Working toward downsizing. I have to thank my fabulous neighbors: Most of all Lisa then; Jeff, Victor, Kathy, Lucas, Tami, Randy and Sadie. I will never forget ya'll. Thank you for all your support. Special thank to my wonderful children, who have loved me through it all; and Joanie who pulls me in whenever I allow her to do so. (I love you greatly.)
This is the finalizing of the past chapter of my life. I am happier than I thought was possible. Making new friends, re-building important relationships and forging ahead.
I do have to say, I am not necessarily proud of how I've handled some aspects of this transition. What I have learned, am learning, is this; no matter how hard one tries to convince anyone, to see things thier way, it only serves to entrench them in their stance, and exaserbate your frustration.

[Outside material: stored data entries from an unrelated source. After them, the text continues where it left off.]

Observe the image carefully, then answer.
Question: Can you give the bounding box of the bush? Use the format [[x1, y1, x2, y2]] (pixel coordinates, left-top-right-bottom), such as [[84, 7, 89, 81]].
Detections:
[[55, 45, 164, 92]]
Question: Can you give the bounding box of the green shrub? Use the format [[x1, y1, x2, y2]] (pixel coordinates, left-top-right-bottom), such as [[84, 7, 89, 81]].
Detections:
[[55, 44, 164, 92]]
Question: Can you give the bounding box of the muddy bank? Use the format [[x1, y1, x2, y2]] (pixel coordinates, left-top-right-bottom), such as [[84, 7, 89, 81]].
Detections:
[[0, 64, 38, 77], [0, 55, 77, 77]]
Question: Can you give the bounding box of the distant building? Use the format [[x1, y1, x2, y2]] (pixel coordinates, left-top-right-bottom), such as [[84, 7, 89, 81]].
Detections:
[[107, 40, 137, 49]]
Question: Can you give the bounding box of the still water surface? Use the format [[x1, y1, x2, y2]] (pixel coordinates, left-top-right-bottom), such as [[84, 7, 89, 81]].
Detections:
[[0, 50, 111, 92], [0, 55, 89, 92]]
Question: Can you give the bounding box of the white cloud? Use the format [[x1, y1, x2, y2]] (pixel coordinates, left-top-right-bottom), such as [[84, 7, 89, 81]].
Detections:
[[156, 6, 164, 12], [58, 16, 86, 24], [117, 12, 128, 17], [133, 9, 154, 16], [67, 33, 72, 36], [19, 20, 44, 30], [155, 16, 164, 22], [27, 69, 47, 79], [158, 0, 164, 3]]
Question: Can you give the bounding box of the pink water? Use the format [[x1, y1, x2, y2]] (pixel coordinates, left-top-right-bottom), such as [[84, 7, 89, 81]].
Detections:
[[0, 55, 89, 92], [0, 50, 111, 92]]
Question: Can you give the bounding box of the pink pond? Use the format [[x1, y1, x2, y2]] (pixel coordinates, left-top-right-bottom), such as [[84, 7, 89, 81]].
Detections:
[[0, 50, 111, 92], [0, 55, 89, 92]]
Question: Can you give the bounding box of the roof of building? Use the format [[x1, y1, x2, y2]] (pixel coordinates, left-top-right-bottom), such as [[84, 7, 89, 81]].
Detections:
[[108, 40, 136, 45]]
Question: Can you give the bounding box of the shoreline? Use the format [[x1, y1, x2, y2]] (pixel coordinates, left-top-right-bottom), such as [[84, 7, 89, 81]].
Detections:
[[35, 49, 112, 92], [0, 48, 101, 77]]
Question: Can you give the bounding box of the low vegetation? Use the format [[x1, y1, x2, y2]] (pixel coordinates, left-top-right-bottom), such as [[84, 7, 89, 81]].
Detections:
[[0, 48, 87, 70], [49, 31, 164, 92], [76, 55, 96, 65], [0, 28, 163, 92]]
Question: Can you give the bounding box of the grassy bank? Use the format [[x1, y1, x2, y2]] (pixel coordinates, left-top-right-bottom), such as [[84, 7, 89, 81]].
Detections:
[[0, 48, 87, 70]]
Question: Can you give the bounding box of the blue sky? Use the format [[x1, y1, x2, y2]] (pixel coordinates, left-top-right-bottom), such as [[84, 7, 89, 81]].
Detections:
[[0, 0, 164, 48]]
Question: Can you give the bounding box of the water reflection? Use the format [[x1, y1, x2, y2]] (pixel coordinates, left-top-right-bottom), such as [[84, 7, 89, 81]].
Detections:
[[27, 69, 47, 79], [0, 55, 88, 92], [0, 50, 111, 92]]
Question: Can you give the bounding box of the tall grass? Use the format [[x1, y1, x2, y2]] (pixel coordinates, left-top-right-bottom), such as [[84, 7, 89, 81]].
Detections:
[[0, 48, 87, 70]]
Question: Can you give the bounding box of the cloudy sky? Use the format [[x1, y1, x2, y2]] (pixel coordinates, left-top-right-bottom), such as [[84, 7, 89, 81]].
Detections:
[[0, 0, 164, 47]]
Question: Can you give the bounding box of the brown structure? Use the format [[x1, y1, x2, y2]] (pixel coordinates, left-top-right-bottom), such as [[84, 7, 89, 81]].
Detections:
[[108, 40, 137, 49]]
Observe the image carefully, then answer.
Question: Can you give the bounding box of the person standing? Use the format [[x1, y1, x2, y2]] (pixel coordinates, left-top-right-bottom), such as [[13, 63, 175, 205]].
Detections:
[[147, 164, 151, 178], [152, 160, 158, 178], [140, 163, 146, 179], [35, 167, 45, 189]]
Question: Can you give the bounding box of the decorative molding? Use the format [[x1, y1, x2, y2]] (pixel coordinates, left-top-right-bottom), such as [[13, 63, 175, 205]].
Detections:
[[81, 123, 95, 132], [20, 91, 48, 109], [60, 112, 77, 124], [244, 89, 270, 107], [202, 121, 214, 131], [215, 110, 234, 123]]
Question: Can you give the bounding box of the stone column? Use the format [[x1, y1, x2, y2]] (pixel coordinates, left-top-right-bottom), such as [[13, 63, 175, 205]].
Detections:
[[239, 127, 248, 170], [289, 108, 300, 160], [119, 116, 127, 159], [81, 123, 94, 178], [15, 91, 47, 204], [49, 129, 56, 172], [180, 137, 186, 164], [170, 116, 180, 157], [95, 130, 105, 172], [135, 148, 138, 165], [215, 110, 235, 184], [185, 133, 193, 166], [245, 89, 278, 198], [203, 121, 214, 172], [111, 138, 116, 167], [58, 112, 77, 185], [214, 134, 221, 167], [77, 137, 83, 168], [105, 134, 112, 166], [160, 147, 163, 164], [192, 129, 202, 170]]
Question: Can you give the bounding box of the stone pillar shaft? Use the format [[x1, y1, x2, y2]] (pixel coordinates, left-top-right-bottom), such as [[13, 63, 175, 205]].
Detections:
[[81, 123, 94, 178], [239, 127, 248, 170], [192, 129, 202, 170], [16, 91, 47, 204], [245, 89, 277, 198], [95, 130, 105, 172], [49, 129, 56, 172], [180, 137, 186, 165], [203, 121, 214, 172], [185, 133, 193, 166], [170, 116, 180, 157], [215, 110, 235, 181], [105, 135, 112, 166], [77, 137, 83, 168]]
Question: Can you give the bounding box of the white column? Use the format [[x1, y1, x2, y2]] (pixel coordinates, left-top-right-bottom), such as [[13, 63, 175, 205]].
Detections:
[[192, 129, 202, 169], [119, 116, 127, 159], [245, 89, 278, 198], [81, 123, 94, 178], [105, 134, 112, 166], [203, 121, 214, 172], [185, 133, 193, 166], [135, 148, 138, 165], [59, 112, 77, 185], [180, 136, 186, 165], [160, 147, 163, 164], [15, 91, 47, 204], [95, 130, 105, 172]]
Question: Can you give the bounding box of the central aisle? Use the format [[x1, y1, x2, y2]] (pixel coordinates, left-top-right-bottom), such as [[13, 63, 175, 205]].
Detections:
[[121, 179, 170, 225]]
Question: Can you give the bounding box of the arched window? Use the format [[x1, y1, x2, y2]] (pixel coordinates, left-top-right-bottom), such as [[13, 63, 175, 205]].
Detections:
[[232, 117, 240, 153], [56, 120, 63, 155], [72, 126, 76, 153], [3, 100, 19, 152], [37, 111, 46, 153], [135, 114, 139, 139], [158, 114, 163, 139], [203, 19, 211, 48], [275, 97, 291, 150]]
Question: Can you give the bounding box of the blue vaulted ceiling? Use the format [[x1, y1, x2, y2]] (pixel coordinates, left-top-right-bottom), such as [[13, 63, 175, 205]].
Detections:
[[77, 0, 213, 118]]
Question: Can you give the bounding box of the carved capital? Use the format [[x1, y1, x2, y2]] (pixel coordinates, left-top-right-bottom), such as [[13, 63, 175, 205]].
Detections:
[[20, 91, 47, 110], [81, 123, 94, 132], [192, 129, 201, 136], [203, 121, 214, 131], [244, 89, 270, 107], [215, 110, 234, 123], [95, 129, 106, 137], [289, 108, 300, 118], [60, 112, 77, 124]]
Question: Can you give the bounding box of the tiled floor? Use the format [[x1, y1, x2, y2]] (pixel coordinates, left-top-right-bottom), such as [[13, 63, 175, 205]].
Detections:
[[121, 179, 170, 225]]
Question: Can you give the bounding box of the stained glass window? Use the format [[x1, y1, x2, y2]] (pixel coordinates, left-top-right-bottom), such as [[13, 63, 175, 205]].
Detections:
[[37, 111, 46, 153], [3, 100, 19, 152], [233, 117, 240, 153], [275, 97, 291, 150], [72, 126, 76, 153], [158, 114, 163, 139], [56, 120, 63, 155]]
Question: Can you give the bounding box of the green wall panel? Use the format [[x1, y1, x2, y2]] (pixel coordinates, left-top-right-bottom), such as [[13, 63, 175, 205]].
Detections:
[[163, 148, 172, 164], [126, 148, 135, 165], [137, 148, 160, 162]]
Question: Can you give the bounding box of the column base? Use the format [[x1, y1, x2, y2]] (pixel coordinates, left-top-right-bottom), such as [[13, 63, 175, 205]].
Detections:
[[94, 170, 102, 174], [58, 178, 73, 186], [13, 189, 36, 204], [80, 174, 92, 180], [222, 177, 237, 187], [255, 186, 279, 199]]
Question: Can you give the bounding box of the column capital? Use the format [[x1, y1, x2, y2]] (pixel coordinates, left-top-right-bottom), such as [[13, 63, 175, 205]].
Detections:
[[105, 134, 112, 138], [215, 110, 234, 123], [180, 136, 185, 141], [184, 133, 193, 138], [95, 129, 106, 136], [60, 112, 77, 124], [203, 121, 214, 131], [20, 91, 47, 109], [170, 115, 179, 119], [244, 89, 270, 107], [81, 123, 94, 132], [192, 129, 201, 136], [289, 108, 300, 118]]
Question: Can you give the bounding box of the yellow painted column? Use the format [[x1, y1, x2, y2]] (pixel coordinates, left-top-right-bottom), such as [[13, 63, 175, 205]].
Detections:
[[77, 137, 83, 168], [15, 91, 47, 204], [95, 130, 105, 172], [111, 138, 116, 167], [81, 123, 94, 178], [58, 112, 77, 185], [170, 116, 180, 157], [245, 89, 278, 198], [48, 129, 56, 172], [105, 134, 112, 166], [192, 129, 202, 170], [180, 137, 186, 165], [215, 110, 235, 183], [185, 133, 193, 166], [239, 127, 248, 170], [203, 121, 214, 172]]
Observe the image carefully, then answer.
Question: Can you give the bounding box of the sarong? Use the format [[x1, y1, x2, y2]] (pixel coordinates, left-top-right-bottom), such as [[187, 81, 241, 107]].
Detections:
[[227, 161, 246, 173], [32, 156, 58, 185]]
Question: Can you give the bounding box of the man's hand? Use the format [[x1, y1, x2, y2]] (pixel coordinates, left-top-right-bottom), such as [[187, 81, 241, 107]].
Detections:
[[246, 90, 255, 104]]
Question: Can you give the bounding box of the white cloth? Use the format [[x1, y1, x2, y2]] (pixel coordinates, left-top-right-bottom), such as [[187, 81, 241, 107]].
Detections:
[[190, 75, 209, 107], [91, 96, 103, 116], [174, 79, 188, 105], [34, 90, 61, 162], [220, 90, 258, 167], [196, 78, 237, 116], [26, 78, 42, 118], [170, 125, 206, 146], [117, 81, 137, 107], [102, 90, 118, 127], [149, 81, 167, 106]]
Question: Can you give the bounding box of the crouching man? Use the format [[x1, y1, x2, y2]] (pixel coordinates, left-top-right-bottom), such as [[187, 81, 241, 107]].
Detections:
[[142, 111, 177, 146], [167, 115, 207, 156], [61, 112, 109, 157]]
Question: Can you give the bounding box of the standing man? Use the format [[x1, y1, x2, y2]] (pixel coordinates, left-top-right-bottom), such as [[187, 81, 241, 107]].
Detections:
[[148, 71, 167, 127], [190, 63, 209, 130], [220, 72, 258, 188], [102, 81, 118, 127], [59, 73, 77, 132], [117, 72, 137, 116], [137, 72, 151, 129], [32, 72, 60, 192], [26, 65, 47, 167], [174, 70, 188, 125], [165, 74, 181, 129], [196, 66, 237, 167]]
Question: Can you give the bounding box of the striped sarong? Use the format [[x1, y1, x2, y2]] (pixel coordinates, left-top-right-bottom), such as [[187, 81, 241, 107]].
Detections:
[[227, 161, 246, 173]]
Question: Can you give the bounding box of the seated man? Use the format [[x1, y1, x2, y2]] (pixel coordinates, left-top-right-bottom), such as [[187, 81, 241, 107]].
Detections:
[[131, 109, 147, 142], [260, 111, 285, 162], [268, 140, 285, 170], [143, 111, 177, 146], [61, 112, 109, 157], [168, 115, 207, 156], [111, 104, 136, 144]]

Not to say "they" are wrong. It's just their point of view. When we are emotionally attached to someone or something, it distorts our view and point of focus. We are no longer objective.
This morning, I want to express my love to those, whom I've let go. I sincerely acknowledge and accept my part in the distruction of relationships I have valued. I hope and pray you can, someday, forgive me. Mostly learn from the pain.
What I'd like to call attention to is this: Nobody else is responsible for my happiness. The fact that I did not know this, caused me and those around me, un-necessary years of pain.
Today I take responsibility for my own happiness. Our happiness is only contingent on others, to the extent we allow it.
Fantasizing the freedom to be happy, no matter what anyone thinks of me.